Keep in mind, the pins 199, 200, and 204 are specific to the Odroid-U3 I used for testing. Make sure to find the correct pin-out for your board and change the example to properly register the correct pins.

Using QGpio class and QGpioWatcher

(not officially supported by Qt Company or Qt SDK)
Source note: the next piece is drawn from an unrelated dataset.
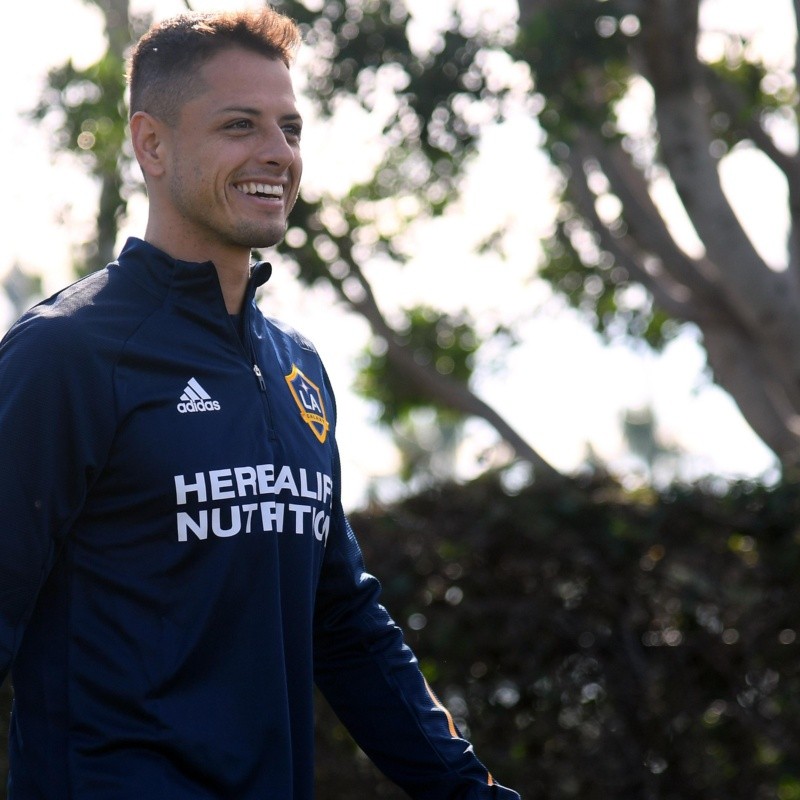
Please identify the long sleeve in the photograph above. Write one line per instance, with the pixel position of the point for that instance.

QGpioWatcher spawns a separate thread to monitor the registered pins. You might not need QGpioWatcher, if you only use output pins. Also, instead you can monitor the pins manually through a pulling method, or a custom event system (not covered here). Ideally your system handles GPIO pins in as interrupts. If you do use QGpioWatcher bare in mind:

  • QGpioWatcher::THREAD_SLEEP_TIME must be created and initialized (in main preferably)
    •  #include "qgpiowatcher.h"  
       #include "qgpio.h"  
       ...  
       // ~33.33 HZ sampling rate (30 milliseconds)
       int QGpioWatcher::THREAD_SLEEP_TIME = 30;
       ..  
       int main(int argc, char*argv[])  
       ...  
      
  • after being created, the watch thread must be started before pins can be registered
  •  QGpioWatcher gpio_thread;  
     gpio_thread.start();  
    
  • Because Qt Application Event systems may contain critical shutdown - QGpioWatcher objects must be terminated before exiting.
  •  QObject::connect(&app, &QGuiApplication::aboutToQuit, &gpio_thread, &QThread::terminate);  
     ... // before starting main event loop  
     return app.exec();  
    
  • See the example application for more.
Because there are many gpio examples for sysfs (some even in C++), I will focus on the unique parts of QGpio.

Using it from QML

The C++ side:

 //registering QGpio type  
 qmlRegisterType<QGpio>("com.embedded.io",1,0,"QGpio");  

In QML:

 QGpio{  
     id:gpio200  
     number:"200";  
     onValueChanged: {  
       //pin200.color = (new_value? "green":"red");  
     }  
     Component.onCompleted: {  
       direction = QGpio.In;  
       edge = QGpio.Both;  
       active_low = false;  
       GpioWatcher.watchGpioItem(gpio200);  // QGpioWatcher was imported to QML Context
       list.model = GpioWatcher.exportedObjects();  
     }  
   }  

To find out more, check out Gpio_Test main.cpp.

I will continue improving GPIO integration. Next I plan to get PWM working, and if possible other software serial interfaces.